Example session
Here’s a complete example session showing how to interact with RepoRAGX:
/**
* __________ __________ _____ ____________ ___
* \______ \ ____ ______ ____\______ \ / _ \ / _____/\ \/ /
* | _// __ \\____ \ / _ \| _/ / /_\ \/ \ ___ \ /
* | | \ ___/| |_> > <_> ) | \/ | \ \_\ \/ \
* |____|_ /\___ > __/ \____/|____|_ /\____|__ /\______ /___/\ \
* \/ \/|__| \/ \/ \/ \_/
*/
Chat with your github repository
GitHub Personal Access Token: ********
Groq API Key: ********
Model Name (default: llama-3.3-70b-versatile, see Groq docs for supported models):
Repo (owner/repo): facebook/react
Branch (default: main): main
Initilizing github loader.....
Fetching files from github....
Loaded 1247 files from github!
Splitting documents into chunks...
chunking completed
Initilizing RAG Retriver pipeline
Initializing Groq LLM...
Ask anything ('exit' to quit):
Architecture and structure queries
Finding main entry points
Ask anything ('exit' to quit): What is the main entry point of this application?

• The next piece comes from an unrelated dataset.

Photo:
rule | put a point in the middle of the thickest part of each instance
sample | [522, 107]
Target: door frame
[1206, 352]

Understanding project structure
Ask anything ('exit' to quit): What components make up the RAG pipeline?
Implementation details
How features work
Ask anything ('exit' to quit): How does the text splitting work?

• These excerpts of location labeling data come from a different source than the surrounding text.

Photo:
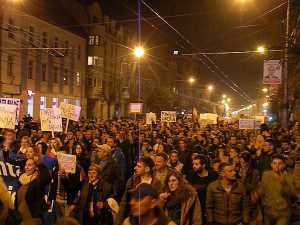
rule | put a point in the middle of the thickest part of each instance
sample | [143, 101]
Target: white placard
[136, 108]
[272, 72]
[51, 120]
[67, 162]
[8, 116]
[150, 117]
[69, 111]
[12, 101]
[168, 116]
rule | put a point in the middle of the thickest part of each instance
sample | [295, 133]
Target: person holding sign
[30, 192]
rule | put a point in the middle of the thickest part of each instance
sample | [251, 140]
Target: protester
[30, 192]
[227, 201]
[144, 208]
[180, 200]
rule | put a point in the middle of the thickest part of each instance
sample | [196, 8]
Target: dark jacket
[71, 185]
[35, 194]
[112, 175]
[100, 192]
[224, 208]
[124, 205]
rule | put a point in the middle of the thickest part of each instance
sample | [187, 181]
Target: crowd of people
[128, 172]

Configuration and settings
Ask anything ('exit' to quit): What files and folders are excluded during loading?
Specific class and function queries
Understanding classes
Ask anything ('exit' to quit): What does the RAGRetriever class do?
Method parameters
Ask anything ('exit' to quit): What parameters does the GroqLLM rag method accept?
API and integration queries
External dependencies
Ask anything ('exit' to quit): What embedding model is used?
Environment requirements
Ask anything ('exit' to quit): What environment variables are required?
Data flow and process queries
Understanding the pipeline
Ask anything ('exit' to quit): How are documents stored in the vector database?
Retrieval process
Ask anything ('exit' to quit): What happens when I ask a question?
Tips for effective queries
The examples above show how RepoRAGX provides detailed, context-aware answers by retrieving relevant code chunks. For best results, ask specific questions about code location, implementation details, or architectural decisions.
All answers include references to the actual file paths where the code is located, making it easy to navigate to the source and explore further.